On December 10, 2025, Zhipu announced on the official official account of WeChat that Zhipu officially launched the GLM-ASR series of speech recognition models, and also launched the desktop smart spectrum AI input method based on the series of models. Doesn't this mean we have taken another big step forward in the field of voice interaction? Compared to traditional speech recognition tools, Zhipu's new move is undoubtedly an innovative transformation.

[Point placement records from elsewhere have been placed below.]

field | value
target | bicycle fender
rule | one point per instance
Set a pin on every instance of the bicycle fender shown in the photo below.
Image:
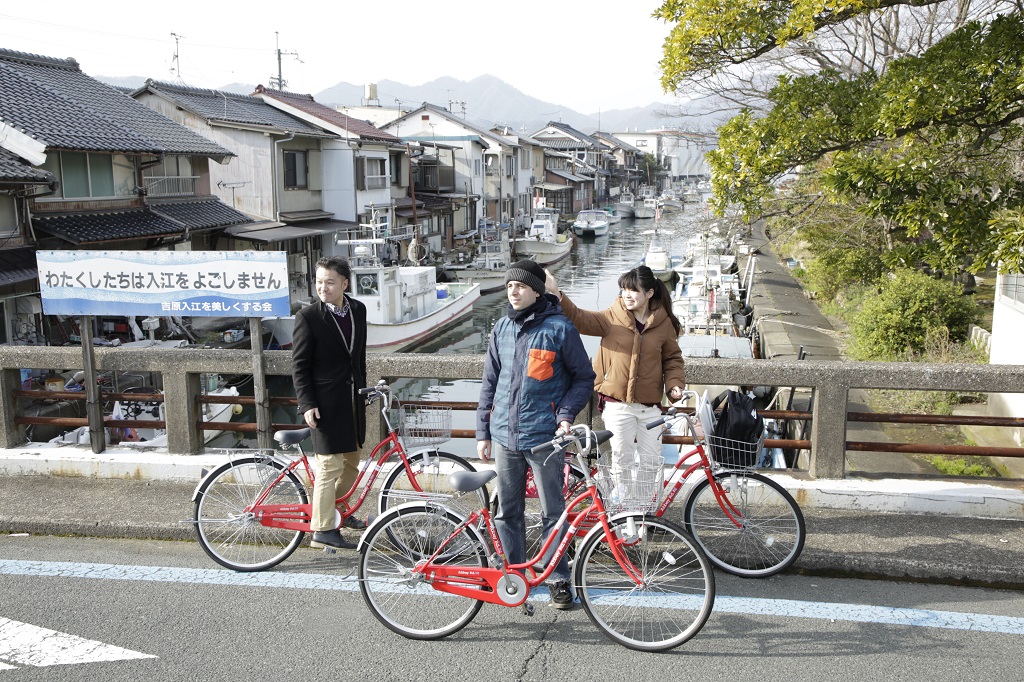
(227, 465)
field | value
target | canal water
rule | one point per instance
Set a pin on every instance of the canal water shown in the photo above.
(589, 275)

GLM-ASR series models: a new benchmark for speech recognition
The perfect combination of cloud and end-to-end
GLM-ASR-2512 is a next-generation cloud based speech recognition model from Zhipu. It is like a super 'voice translator' that can accurately convert speech into text in real-time. In real-world complex environments with multiple scenarios, languages, and accents, its performance can be considered outstanding, with a Character Error Rate (CER) of only 0.0717, firmly maintaining a leading position in the industry. Imagine that whether you are on a noisy street or communicating with people with different accents, it can accurately recognize your speech without error. Isn't it amazing?
GLM-ASR-Nano-2512 is an upgraded end-to-end model based on GLM-ASR-2512. Although it has only 1.5B of parameters, it has achieved state-of-the-art performance in the current open source speech recognition direction, and even outperforms several closed source models in some tests. This is like a small and exquisite elf with enormous energy, compressing its powerful recognition ability to run locally. In this way, not only is privacy protection stronger, but interaction latency is also lower, allowing you to freely use voice recognition functions anytime, anywhere.
Zhipu AI Input Method: A New Experience of Voice Interaction
Model capability call in input
The Zhipu AI input method is based on the GLM-ASR series model, allowing users to perform smooth interaction through voice on the computer. Traditional input methods are like a simple typist, only responsible for turning what you say into text. The Zhipu AI Input Law is an all-in-one assistant that not only achieves precise speech to text conversion, but also directly calls on the ability of large models in the input method to complete operations such as translation, rewriting, and emotional transformation, truly realizing the concept of "fingertip as model, voice as instruction".
Integration from dictation to rewriting
The Zhipu AI input method realizes the integrated process of "selecting and modifying" from dictation to rewriting. It can directly call the underlying GLM model to help users translate, expand, and streamline any text on the screen, while also completing intelligent polishing to make the output more natural and smooth. The entire process is completed within the input box, achieving the integration of "understanding execution replacement" without the need to repeatedly switch between multiple applications. For example, if you have written a paragraph and feel that it is not exciting enough, simply operate it in the input method, and it can help you make the text more vivid and interesting.
Switching between thousands of people and thousands of faces
The Zhipu AI input method also supports setting different "persona" styles to achieve different expressions of the same sentence in different scenarios. Imagine in a work setting, if you choose the "face the boss" persona, the originally colloquial rambling can instantly transform into a logically rigorous and logically clear work report; In daily life scenarios, switching to the "facing partner" persona, the text becomes gentle and playful, close to the context of daily conversations. It's like equipping you with an intelligent language wizard who can transform different language styles according to your needs.
Vibe Coding (Language Sense Programming)
For developers, Zhipu AI Input Method has specially launched the Vibe Coding experience and integrated it with the Zhipu Coding Plan account. By combining multilingual support and code understanding capabilities, developers can quickly input code logic and comments through voice commands, search for forgotten Linux instructions, and use natural language to command AI to complete complex mathematical calculations or script writing. Designers can also transition from traditional "hand picking" to "mouth doing design", greatly improving work efficiency. For example, when a designer is brainstorming a design proposal, they only need to describe their ideas through voice, and the input method can quickly generate corresponding design elements.
Whisper Capture and Efficient Hot Words
In public settings such as open offices and libraries, we often give up voice input because we feel embarrassed to speak loudly. The Zhipu AI input method has optimized its ability to capture weak sounds and distinguish environmental noise to address this pain point. By speaking softly, it can be accurately converted into text, solving the problem of "being embarrassed to use voice input" in public places. At the same time, it also supports users to import exclusive vocabulary, project codes (such as AutoGLM), and rare names and place names with just one click. Just add it once in the settings, and subsequent use will be more convenient.
It is worth mentioning that with the continuous development of AI technology, voice interaction has become an important trend in future technology. The GLM-ASR series models and Zhipu AI input method launched by Zhipu undoubtedly conform to this trend, bringing users a more convenient and efficient voice interaction experience.